41 Prozent der Eltern von Kindern im Alter von vier bis sieben Jahren stufen den Schulweg ihrer Kinder als gefährlich ein. Das zeigt eine Studie des VCS. Dieser fordert nun von Gemeinden und Kantonen durchgängig sichere Fusswege und tiefere Tempolimiten.

(Keystone-SDA) Dies vor allem auch, weil 85 Prozent der Kinder eine Strasse mit Tempo 50 oder mehr überqueren, wie es in der am Montag veröffentlichten Studie des Verkehrsclubs der Schweiz (VCS) heisst. Die Studie zeigt zudem, dass Kinder in der Schweiz mehrheitlich zu Fuss zur Schule gehen – nämlich 70 Prozent.

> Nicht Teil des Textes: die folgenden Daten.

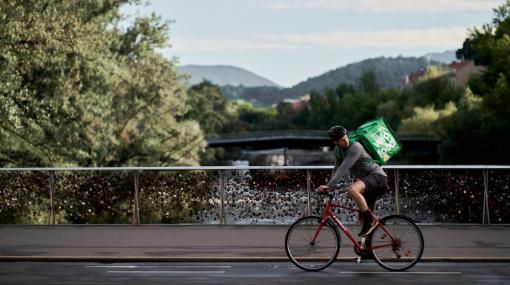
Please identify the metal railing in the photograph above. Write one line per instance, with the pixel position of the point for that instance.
(241, 194)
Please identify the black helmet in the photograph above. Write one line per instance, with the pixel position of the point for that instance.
(336, 133)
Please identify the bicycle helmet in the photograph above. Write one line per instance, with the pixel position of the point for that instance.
(336, 132)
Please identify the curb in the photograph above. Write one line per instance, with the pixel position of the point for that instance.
(217, 259)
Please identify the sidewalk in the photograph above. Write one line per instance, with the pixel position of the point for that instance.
(220, 243)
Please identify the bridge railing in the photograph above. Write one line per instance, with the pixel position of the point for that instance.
(303, 134)
(241, 195)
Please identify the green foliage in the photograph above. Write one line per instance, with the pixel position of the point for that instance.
(208, 106)
(24, 198)
(76, 89)
(478, 132)
(423, 120)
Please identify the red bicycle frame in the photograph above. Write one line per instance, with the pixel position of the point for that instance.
(328, 213)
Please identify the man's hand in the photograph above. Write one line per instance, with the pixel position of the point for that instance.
(322, 189)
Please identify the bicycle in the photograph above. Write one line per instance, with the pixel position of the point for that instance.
(312, 243)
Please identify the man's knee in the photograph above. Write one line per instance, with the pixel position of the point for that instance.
(353, 190)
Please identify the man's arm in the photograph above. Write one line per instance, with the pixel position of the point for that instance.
(352, 156)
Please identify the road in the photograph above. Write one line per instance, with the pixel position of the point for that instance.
(248, 273)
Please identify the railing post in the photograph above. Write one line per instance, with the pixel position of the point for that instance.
(136, 211)
(51, 217)
(397, 193)
(485, 216)
(309, 191)
(222, 198)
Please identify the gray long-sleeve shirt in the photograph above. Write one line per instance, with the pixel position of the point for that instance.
(358, 161)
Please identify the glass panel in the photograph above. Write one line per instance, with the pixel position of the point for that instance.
(442, 196)
(265, 196)
(94, 197)
(24, 197)
(499, 196)
(179, 197)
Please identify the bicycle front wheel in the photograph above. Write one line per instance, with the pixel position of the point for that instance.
(397, 244)
(309, 254)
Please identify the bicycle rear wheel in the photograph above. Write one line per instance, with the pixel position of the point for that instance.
(312, 255)
(407, 249)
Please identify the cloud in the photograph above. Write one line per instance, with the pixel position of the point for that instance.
(448, 37)
(380, 6)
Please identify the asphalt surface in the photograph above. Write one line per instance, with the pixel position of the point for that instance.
(256, 273)
(110, 243)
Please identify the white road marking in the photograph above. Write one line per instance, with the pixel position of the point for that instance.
(402, 272)
(165, 272)
(158, 266)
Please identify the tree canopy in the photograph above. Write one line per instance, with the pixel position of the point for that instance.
(78, 89)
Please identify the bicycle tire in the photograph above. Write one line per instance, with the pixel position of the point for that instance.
(312, 256)
(402, 255)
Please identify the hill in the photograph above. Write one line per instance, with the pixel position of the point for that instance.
(390, 73)
(445, 57)
(225, 75)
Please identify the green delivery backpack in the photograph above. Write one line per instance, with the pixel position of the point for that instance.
(377, 138)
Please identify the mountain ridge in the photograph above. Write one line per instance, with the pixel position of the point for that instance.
(225, 75)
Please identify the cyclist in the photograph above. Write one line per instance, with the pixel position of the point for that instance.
(371, 179)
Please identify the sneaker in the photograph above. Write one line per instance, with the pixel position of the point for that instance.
(367, 228)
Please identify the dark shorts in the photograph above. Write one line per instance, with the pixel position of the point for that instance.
(376, 185)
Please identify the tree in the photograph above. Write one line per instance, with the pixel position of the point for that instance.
(481, 132)
(76, 89)
(208, 106)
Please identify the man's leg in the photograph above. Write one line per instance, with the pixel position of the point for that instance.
(356, 191)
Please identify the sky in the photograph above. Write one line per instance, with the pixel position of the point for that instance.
(289, 41)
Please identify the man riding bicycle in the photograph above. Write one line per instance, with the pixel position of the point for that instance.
(371, 180)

Das Meinungsforschungsinstitut Yougov hatte im Auftrag des VCS und des Fonds für Verkehrssicherheit 800 Eltern von vier- bis siebenjährigen Kindern befragt. Unter diesen Eltern schätzten jene in der Westschweiz und im Tessin die Sicherheit noch deutlich schlechter ein.

Die befragten Eltern erwarten von ihren Gemeinden in erster Linie durchgängig sichere Fusswege, sichere Strassenüberquerungen sowie tiefere Tempolimits und konsequente Kontrollen. Als kurzfristig realisierbare Massnahme empfiehlt der VCS den Ausbau von Pedibus-Angeboten – ein System, bei dem die Kinder unter Leitung Erwachsener zu Fuss in die Schule begleitet werden.

Kinder, die ihren Schulweg selbständig zu Fuss zurücklegen, seien gesünder, aufmerksamer im Unterricht und erwerben Schritt für Schritt wichtige Verkehrskompetenzen, betont der VCS.